Key safeguards, as stated by Ms Sitharaman, include compromise settlement not available to borrowers as a matter of right as it is a discretion exercised by lenders based on commercial judgement; proposals and must be approved by the lender's board; criminal proceedings continue regardless of any settlement; a cooling period — determined by each bank's board-approved policy — must elapse before the bank can extend fresh credit to the same borrower; and no new credit facility can be granted for five years after a wilful defaulter's name is removed from the list for floating new ventures.
 
Compromise settlement is recognised as a valid resolution mechanism under the RBI (Commercial Banks — Resolution of Stressed Assets) Directions, 2025.
 
Penalties and Deterrents
The finance minister's reply also detailed the suite of measures in place to deter wilful default and penalise those already classified. Banks are required to examine whether criminal proceedings are warranted in each case, and removal of a defaulter's name from the list does not automatically end criminal proceedings. Banks must formulate board-approved policies for publishing photographs of wilful defaulters. No additional credit facility may be granted to a wilful defaulter or any entity with which the defaulter is associated. Wilful defaulters and companies with wilful defaulters as promoters or directors are debarred from accessing capital markets.
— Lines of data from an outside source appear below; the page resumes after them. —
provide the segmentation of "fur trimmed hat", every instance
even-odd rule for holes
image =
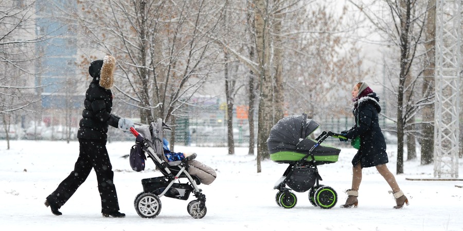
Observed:
[[[109,89],[114,83],[115,68],[116,59],[112,56],[106,55],[103,60],[95,60],[90,64],[88,73],[94,81],[98,81],[100,86]]]
[[[357,95],[357,97],[361,98],[363,97],[367,96],[368,94],[372,92],[373,90],[371,90],[371,88],[370,88],[368,85],[364,82],[363,83],[362,83],[362,85],[361,85],[360,87],[359,88],[359,94]]]

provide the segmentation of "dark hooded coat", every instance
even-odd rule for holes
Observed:
[[[96,60],[88,68],[88,73],[93,80],[85,92],[85,109],[82,112],[82,119],[79,123],[77,133],[79,139],[106,141],[109,125],[117,128],[120,119],[111,114],[113,94],[109,88],[112,85],[113,76],[112,73],[106,74],[106,72],[101,70],[102,66],[103,60]],[[110,84],[108,86],[102,83]]]
[[[362,168],[388,163],[386,141],[379,126],[378,113],[381,111],[379,97],[375,92],[360,98],[354,103],[352,112],[355,125],[347,132],[346,137],[353,139],[360,136],[360,148],[352,160],[355,166],[359,162]]]
[[[93,80],[85,93],[85,109],[77,134],[79,157],[74,170],[47,197],[47,202],[57,208],[61,208],[70,198],[94,168],[101,198],[101,213],[119,209],[114,173],[106,149],[108,125],[117,127],[119,120],[118,117],[111,114],[113,97],[109,89],[113,85],[115,67],[114,58],[107,55],[104,62],[93,61],[88,68]]]

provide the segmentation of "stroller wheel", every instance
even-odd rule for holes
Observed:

Wilful defaulters are not eligible for the restructuring of credit facilities.
 
These measures are in addition to the requirement — introduced under Reserve Bank of India (RBI)'s master directions on treatment of wilful defaulters — that lenders submit the list of wilful defaulters to all four credit information companies on a monthly basis, with the lists publicly displayed on the CIC websites: suit.cibil.com, suit.experian.in, equifax.co.in, and crifhighmark.com.
 
The Scale of the Problem
The data placed before Parliament underlines the scale of India's wilful default challenge. At ₹3.83 lakh crore, the outstanding amount with wilful defaulters alone, leaving aside the broader category of non-performing assets (NPAs), represents a significant drag on the banking system's capacity to extend productive credit. 
 
The near-tenfold increase over a decade, even as the government has introduced multiple recovery mechanisms, including the Insolvency and Bankruptcy Code (IBC), RBI's stressed asset resolution framework, and compromise settlement guidelines, suggests that the pipeline of default continues to outpace the pace of resolution.
 
The marginal dip in the count of defaulters from 18,876 to 18,318 between March 2024 and March 2025 offers a sliver of hope. But with total outstanding continuing to rise, the quality of that resolution, and whether it represents genuine recovery or accounting reclassification, will bear close watching in the months ahead.